[Crash-utility] Corrupted tee in crash gdb

Andi Kleen ak at linux.intel.com
Tue Dec 22 18:05:03 UTC 2020


Hi,

I have several crash dump files that reliably crash gdb inside crash.

This is with compressed dumps and recent kernels

It appears there is an error during the symbol processing (usually
when looking up runqueue, but even if you disable that it fails on
something else) and then gdb crashes because the tee
structure it uses to print error messages is corrupted.

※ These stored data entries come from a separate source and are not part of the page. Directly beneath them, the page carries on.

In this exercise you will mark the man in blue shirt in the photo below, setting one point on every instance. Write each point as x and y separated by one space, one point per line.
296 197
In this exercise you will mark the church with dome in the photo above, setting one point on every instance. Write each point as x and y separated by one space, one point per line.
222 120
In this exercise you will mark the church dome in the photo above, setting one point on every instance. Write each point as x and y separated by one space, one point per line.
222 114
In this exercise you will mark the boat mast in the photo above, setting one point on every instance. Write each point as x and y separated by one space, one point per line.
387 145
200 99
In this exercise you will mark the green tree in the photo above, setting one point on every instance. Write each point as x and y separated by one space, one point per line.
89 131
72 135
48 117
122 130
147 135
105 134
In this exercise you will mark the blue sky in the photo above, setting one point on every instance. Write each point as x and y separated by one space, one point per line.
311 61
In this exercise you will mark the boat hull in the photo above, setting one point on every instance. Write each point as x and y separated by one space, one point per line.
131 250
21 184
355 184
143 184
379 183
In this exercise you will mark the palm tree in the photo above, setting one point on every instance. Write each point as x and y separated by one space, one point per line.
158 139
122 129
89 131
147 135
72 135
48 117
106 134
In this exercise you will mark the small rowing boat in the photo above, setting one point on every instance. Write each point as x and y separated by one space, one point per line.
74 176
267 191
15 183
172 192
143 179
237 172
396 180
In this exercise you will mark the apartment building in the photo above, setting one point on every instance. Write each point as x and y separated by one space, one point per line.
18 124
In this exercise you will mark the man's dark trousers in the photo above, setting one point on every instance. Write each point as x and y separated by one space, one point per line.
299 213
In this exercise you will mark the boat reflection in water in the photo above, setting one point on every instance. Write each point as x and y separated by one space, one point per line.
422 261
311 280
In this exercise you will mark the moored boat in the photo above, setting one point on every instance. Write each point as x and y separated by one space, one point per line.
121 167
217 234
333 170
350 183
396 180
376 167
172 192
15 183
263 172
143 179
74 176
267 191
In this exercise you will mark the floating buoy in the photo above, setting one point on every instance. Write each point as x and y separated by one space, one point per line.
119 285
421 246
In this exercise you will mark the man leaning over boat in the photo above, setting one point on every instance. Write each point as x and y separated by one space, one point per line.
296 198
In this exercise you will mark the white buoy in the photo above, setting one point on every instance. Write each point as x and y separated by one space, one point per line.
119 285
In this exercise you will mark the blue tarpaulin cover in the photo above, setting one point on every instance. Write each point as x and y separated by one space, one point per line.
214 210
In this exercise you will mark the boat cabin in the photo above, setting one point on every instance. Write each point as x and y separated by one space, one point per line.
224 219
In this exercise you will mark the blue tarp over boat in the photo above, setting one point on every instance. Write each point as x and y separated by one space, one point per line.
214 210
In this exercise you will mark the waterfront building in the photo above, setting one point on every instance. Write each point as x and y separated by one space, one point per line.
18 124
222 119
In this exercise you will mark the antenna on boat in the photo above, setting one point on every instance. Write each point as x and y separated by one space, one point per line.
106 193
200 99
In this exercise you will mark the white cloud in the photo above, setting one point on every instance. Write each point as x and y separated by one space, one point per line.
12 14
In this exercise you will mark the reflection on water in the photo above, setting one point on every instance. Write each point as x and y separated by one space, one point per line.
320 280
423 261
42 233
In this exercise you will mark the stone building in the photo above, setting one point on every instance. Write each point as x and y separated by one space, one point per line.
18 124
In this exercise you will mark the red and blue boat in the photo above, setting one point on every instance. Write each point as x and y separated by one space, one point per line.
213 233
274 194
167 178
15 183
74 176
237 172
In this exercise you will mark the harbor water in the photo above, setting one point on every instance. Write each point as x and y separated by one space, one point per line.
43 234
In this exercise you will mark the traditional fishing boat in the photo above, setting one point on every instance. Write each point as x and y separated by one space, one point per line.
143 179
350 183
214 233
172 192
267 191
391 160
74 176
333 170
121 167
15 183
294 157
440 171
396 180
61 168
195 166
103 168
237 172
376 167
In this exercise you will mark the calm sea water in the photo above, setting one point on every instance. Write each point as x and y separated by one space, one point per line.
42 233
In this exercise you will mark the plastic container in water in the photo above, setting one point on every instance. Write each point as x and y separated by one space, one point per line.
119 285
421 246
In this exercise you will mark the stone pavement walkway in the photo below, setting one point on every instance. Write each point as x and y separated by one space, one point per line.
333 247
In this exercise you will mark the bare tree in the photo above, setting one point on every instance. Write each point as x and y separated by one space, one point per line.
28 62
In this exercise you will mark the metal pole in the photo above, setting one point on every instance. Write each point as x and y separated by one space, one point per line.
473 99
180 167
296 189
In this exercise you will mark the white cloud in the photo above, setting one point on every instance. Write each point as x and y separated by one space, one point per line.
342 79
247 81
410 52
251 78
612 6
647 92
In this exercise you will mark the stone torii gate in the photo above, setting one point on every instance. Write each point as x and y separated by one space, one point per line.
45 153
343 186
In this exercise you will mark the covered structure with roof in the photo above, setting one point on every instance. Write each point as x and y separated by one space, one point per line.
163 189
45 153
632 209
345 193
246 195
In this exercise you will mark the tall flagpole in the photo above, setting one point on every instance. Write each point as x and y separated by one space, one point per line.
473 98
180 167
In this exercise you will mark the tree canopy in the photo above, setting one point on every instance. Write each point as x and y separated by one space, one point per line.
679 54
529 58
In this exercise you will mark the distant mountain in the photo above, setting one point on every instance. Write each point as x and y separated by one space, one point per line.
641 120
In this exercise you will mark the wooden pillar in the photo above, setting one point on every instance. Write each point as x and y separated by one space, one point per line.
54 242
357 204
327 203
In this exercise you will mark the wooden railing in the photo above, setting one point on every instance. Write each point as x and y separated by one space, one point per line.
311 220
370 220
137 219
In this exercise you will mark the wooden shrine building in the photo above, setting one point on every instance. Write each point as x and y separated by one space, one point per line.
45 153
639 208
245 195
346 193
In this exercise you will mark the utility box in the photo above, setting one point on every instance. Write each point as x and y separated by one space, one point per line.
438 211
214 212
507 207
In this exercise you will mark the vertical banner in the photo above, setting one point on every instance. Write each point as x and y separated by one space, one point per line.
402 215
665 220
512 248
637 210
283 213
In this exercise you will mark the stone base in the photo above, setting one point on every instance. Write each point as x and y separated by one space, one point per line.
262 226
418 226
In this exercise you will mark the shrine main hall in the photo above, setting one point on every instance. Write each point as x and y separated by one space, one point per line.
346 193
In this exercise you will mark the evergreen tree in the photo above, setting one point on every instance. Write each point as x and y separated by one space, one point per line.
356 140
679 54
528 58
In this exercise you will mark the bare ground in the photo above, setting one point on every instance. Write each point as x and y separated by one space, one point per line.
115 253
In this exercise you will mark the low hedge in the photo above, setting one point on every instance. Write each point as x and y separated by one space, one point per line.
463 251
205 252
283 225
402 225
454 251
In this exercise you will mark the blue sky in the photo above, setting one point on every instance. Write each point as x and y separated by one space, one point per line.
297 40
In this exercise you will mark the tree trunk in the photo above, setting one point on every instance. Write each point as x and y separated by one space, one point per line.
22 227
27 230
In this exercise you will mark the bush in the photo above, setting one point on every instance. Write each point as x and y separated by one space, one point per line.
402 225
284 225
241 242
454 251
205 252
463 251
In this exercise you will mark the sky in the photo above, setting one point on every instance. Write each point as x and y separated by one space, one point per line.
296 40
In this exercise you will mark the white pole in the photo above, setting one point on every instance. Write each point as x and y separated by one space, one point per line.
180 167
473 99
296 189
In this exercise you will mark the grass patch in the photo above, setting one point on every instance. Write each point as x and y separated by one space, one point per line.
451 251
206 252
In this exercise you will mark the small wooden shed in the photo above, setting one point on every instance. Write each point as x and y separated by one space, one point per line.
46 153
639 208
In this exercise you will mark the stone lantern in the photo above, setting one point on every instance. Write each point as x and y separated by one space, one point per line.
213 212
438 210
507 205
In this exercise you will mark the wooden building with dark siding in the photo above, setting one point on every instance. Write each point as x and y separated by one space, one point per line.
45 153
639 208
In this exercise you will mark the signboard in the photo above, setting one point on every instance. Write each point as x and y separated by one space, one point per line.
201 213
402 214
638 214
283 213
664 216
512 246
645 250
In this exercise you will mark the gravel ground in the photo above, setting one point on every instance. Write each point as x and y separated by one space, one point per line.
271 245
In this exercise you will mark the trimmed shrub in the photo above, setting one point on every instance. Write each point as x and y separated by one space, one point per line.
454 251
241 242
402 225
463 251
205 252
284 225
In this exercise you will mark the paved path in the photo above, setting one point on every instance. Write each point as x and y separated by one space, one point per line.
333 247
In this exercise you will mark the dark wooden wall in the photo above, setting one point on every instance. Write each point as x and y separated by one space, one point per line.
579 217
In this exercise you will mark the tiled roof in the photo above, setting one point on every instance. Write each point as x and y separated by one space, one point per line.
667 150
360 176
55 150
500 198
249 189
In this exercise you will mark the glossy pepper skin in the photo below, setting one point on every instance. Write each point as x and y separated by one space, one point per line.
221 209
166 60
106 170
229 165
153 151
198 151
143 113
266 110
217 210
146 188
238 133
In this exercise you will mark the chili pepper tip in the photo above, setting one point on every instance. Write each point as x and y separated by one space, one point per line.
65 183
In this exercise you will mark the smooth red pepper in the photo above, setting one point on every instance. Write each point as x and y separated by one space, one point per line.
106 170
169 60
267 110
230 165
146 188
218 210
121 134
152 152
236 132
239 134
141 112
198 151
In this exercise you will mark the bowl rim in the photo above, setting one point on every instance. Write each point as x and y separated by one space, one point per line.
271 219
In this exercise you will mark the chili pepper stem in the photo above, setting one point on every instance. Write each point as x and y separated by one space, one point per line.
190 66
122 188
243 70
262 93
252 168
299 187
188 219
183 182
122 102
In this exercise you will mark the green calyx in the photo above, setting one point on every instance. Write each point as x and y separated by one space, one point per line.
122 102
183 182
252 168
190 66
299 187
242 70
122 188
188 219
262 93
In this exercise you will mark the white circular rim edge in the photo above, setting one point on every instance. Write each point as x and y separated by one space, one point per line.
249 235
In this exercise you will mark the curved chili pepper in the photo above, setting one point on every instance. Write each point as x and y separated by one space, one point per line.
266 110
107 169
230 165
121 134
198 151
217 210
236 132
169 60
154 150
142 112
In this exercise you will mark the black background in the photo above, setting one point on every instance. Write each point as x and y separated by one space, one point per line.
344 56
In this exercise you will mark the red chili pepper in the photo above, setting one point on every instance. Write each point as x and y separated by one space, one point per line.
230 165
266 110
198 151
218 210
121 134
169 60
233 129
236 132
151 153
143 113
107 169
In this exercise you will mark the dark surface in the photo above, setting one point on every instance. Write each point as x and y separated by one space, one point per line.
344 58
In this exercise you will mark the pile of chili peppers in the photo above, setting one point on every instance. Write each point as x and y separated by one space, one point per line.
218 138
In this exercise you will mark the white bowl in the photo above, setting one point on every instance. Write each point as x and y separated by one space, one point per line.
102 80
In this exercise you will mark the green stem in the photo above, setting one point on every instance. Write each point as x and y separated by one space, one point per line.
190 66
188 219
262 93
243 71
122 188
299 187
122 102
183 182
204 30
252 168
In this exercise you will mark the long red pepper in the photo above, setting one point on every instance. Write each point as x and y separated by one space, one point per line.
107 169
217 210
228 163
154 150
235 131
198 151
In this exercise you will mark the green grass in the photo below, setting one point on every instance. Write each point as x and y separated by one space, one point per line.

The tee fputs
vector is NULL and gdb jumps to zero while trying to print the
error message. So somehow crash doesn't set this up properly.

Using -minimal works, but that's too limiting.

I'm using this gdb patch to work around it by disabling the gdb errors.
That makes crash work well enough to look at most things.

It's probably not the correct fix, but at least it works for me.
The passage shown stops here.